At a recent international palm oil congress held here, planter United Plantations Bhd deputy chairman Datuk Carl Bek-Nielsen has projected CPO at RM2,400 to RM2,800 per tonne while Plantation Industries and Commodities Minister Datuk Seri Mah Siew Keong is positive that CPO will trade at RM2,600-RM2,700 in 2018.

The average CPO price in 2017 saw an increase to about RM2,815 per tonne compared with RM2,653 per tonne in 2016.

Kenanga Research in its latest report has estimated CPO price at RM2,400 per tonne in 2018.

Despite a decent short-term outlook, the research unit expects weaker average CPO price at RM2,400 per tonne in 2018, softer by 11% from RM2,700 per tonne in 2017.

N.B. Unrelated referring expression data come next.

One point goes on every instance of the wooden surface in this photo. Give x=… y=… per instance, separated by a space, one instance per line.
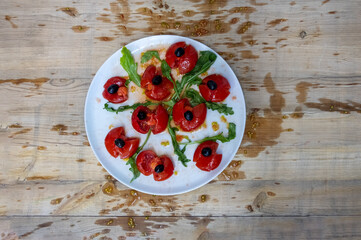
x=297 y=174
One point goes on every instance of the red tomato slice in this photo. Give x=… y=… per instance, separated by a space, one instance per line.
x=215 y=91
x=144 y=119
x=181 y=56
x=168 y=169
x=161 y=118
x=158 y=89
x=198 y=114
x=144 y=162
x=117 y=93
x=129 y=147
x=149 y=163
x=207 y=160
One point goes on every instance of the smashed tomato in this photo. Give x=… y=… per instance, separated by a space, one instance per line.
x=187 y=117
x=145 y=119
x=115 y=90
x=181 y=56
x=214 y=88
x=118 y=145
x=156 y=86
x=149 y=163
x=206 y=157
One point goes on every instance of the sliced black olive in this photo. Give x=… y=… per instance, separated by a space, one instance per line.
x=212 y=85
x=159 y=168
x=179 y=52
x=157 y=80
x=119 y=142
x=142 y=115
x=113 y=88
x=188 y=115
x=207 y=152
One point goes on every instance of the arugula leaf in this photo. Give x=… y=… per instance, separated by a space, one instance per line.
x=205 y=61
x=219 y=137
x=131 y=161
x=127 y=107
x=149 y=55
x=196 y=98
x=127 y=62
x=166 y=71
x=170 y=103
x=179 y=152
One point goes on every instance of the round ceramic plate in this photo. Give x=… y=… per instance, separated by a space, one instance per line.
x=98 y=122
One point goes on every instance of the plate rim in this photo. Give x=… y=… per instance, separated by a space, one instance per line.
x=243 y=109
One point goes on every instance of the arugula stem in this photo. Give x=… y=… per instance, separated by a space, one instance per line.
x=132 y=161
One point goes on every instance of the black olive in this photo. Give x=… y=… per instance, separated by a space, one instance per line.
x=157 y=80
x=142 y=115
x=113 y=88
x=159 y=168
x=179 y=52
x=188 y=115
x=119 y=142
x=212 y=85
x=207 y=152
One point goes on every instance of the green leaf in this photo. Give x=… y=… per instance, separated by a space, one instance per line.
x=196 y=98
x=127 y=62
x=127 y=107
x=179 y=152
x=166 y=71
x=132 y=160
x=219 y=137
x=205 y=61
x=149 y=55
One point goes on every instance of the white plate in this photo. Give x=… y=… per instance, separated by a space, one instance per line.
x=98 y=120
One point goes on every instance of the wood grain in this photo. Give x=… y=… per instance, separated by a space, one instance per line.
x=296 y=174
x=173 y=228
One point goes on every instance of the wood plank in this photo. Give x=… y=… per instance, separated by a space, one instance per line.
x=86 y=228
x=238 y=198
x=36 y=133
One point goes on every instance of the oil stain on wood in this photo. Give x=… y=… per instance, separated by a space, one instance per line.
x=232 y=172
x=73 y=12
x=262 y=131
x=80 y=28
x=43 y=225
x=38 y=82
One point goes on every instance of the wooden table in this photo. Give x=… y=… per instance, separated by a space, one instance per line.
x=297 y=174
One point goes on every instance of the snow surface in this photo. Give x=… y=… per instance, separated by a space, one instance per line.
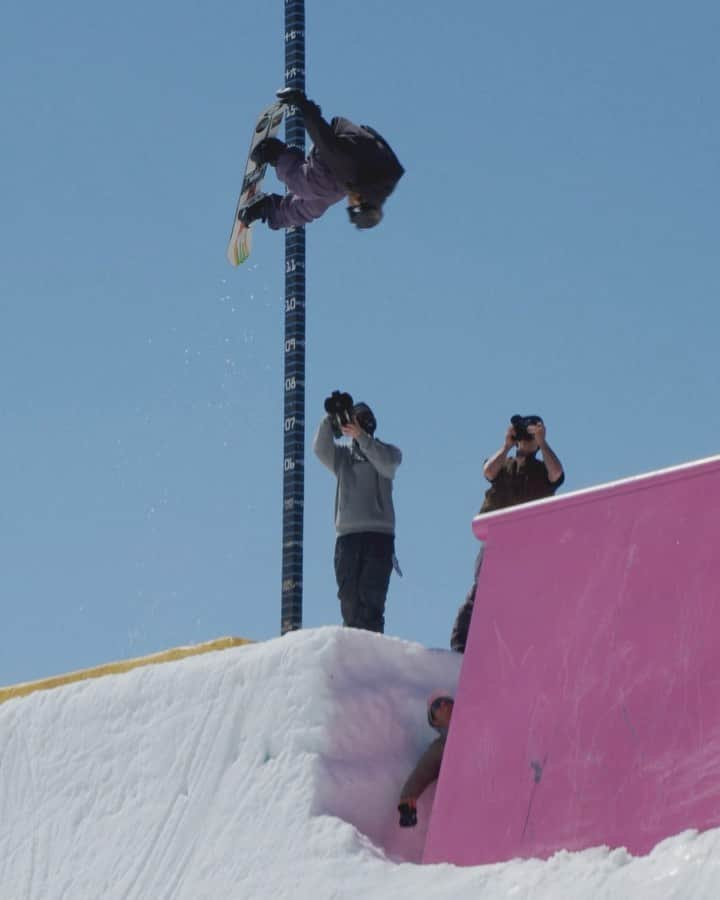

“This is largely due to a sector-wide production uptrend as planters in Malaysia and Indonesia experience a recovery from severe droughts in 2015-2016 due to a super El Nino,” it adds. .

With depleted inventories largely restored in 2017, Kenanga Research also sees more CPO price downside than upside in 2018.

Nevertheless, positive catalysts include the wet weather La Nina earlier in the year, and potential support from better crude oil prices.

“In the short term, we expect demand to pick up particularly from China as Chinese New Year demand comes into play at the end of February,” says Kenanga Research.

Although other regions tend to face softer demand over the winter season as palm oil solidifies in cold weather, it also expects the festival boost to be supportive to palm oil prices, especially in January.

With a weaker supply-side outlook in December 2017 to February 2018 due to the wet weather and a seasonal production downtrend, the overall price trend should be positive over the next few months.

Kenanga Research points out that while a weak La Nina may not have significant impact compared to the typical monsoon season seen in the region, “only a moderate to severe La Nina phenomenon would be seen as a significant price catalyst (for CPO)”.

CPO production increased in 2017, post El Nino, a situation which resulted in a severe drought that affected the fresh fruit bunches (FFB) production.

To recap, during the big El Nino phenomenon in 1997 and 1998, local palm oil production saw a huge growth the following year. Currently, local estates are already showing similar signs of growth in output, following the super El Nino seen in 2015-2016.

The Malaysian Palm Oil Board (MPOB) is targeting CPO production to hit 19.5 million tonnes in 2017 compared with 17.5 million tonnes in 2016.

Apart from increasing production, local palm oil stocks is also on the rise.

The latest statistics from MPOB saw end-November 2017 palm oil stocks rising to its highest in almost two years at 2.56 million tonnes.

“Growing stock levels could put pressure on the palm oil futures benchmark prices,” says one analyst.

As at 5pm Friday, the third month benchmark CPO futures contract for March was trading lower at RM2,511-RM2,512 per tonne range.

JF Apex Securities in its Dec 12 report says: “Overall, we believe the slight drop in CPO price is attributed to expectation of higher production.”

Its 2017 full-year CPO average price forecast remains at RM2,800 per tonne as “strong soybean oil price had lifted CPO price over last few months.”

“We are maintaining our neutral view on the sector as we expect recovery of FFB production will be neutralised by the softening in CPO price with inventory piling up.”